## Overview

This notebook will show you how to create and query a table or DataFrame that you uploaded to DBFS. [DBFS](https://docs.databricks.com/user-guide/dbfs-databricks-file-system.html) is a Databricks File System that allows you to store data for querying inside of Databricks. This notebook assumes that you have a file already inside of DBFS that you would like to read from.

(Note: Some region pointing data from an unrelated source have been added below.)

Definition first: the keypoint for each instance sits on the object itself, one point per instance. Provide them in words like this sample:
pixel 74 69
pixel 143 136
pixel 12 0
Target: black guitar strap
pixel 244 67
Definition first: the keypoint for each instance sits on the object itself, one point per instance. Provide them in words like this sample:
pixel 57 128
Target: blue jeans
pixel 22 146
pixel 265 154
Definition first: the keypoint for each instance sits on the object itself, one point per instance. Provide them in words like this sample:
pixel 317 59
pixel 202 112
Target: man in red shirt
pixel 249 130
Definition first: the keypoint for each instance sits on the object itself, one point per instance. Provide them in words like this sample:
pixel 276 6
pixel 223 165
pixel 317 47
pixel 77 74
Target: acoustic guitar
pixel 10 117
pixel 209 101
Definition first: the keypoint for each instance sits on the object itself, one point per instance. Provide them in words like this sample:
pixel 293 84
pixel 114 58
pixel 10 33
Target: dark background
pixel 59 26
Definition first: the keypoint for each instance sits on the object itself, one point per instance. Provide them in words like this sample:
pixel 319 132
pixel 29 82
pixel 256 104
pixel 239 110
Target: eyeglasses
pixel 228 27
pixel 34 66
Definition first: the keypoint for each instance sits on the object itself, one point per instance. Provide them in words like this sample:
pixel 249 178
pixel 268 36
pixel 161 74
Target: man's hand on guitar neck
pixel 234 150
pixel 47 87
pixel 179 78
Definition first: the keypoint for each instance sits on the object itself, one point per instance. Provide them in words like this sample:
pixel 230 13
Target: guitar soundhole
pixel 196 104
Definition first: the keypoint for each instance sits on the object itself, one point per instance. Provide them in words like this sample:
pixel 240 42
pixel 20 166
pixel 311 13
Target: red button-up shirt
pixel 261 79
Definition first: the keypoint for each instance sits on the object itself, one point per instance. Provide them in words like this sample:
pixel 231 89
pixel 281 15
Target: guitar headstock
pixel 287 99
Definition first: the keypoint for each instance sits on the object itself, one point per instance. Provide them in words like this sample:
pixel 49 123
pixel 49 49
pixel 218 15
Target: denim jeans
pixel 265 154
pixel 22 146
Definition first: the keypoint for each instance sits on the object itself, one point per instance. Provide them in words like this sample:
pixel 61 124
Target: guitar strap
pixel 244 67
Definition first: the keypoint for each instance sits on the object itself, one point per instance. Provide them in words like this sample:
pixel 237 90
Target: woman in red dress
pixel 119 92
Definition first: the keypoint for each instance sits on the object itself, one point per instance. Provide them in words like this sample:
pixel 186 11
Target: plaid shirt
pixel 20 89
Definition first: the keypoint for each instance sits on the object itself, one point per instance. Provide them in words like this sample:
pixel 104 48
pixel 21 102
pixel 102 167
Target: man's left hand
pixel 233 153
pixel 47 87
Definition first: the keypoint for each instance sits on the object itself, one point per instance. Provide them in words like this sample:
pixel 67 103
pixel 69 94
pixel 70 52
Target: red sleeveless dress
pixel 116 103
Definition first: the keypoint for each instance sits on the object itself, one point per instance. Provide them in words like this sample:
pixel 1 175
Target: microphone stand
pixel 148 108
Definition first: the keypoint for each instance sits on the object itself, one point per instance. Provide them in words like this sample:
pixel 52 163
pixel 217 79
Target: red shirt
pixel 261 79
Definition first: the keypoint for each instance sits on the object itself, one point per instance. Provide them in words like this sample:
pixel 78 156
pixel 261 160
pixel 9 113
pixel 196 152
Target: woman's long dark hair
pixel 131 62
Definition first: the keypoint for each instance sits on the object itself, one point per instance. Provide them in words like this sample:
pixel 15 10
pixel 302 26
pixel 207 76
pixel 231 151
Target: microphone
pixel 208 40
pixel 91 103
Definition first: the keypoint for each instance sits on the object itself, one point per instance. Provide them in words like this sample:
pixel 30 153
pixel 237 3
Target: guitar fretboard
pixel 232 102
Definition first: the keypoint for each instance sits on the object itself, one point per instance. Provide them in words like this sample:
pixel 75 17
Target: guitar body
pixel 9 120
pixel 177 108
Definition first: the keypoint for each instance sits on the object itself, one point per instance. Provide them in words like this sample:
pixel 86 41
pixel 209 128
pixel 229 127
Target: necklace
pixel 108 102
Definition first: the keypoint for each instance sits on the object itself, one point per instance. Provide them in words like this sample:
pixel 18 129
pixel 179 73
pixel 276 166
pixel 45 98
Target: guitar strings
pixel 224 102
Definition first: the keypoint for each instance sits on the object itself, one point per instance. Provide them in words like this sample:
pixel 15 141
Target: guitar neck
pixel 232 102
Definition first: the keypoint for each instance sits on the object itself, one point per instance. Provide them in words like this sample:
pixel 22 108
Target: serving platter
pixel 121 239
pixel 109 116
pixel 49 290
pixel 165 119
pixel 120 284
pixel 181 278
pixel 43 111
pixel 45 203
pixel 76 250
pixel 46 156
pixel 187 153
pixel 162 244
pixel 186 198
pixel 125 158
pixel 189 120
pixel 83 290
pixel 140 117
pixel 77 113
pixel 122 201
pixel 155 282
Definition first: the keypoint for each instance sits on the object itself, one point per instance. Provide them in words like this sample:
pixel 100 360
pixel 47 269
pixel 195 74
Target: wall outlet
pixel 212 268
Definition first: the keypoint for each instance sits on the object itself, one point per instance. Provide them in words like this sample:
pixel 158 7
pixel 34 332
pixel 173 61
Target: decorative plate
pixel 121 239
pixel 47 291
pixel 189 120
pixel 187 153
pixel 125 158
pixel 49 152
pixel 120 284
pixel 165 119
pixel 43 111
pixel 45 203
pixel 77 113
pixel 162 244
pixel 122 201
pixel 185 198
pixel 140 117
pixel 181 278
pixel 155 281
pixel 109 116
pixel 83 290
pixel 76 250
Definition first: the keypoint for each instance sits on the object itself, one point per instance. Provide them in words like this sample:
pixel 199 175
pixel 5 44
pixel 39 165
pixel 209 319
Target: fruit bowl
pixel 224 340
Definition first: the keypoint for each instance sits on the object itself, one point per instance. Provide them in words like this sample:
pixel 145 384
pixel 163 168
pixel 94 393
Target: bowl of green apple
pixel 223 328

This notebook is written in **Python** so the default cell type is Python. However, you can use different languages by using the `%LANGUAGE` syntax. Python, Scala, SQL, and R are all supported.

In [2]:
# File location and type
file_location = "/FileStore/tables/movies.csv"

file_type = "csv"



# CSV options
infer_schema = "true"
first_row_is_header = "true"
delimiter = ","

# The applied options are for CSV files. For other file types, these will be ignored.
 
df_movies = spark.read.format(file_type) \
      .option("inferSchema", infer_schema) \
      .option("header", first_row_is_header) \
      .option("sep", delimiter) \
      .load(file_location)
    
display(df_movies)

movieId,title,genres
1,Toy Story (1995),Adventure|Animation|Children|Comedy|Fantasy
2,Jumanji (1995),Adventure|Children|Fantasy
3,Grumpier Old Men (1995),Comedy|Romance
4,Waiting to Exhale (1995),Comedy|Drama|Romance
5,Father of the Bride Part II (1995),Comedy
6,Heat (1995),Action|Crime|Thriller
7,Sabrina (1995),Comedy|Romance
8,Tom and Huck (1995),Adventure|Children
9,Sudden Death (1995),Action
10,GoldenEye (1995),Action|Adventure|Thriller


In [3]:
# Create a view or table

temp_table_name = "movies_csv"

df_movies.createOrReplaceTempView(temp_table_name)

In [4]:
%sql

/* Query the created temp table in a SQL cell */

select * from `movies_csv`

movieId,title,genres
1,Toy Story (1995),Adventure|Animation|Children|Comedy|Fantasy
2,Jumanji (1995),Adventure|Children|Fantasy
3,Grumpier Old Men (1995),Comedy|Romance
4,Waiting to Exhale (1995),Comedy|Drama|Romance
5,Father of the Bride Part II (1995),Comedy
6,Heat (1995),Action|Crime|Thriller
7,Sabrina (1995),Comedy|Romance
8,Tom and Huck (1995),Adventure|Children
9,Sudden Death (1995),Action
10,GoldenEye (1995),Action|Adventure|Thriller


In [5]:
# With this registered as a temp view, it will only be available to this particular notebook. If you'd like other users to be able to query this table, you can also create a table from the DataFrame.
# Once saved, this table will persist across cluster restarts as well as allow various users across different notebooks to query this data.
# To do so, choose your table name and uncomment the bottom line.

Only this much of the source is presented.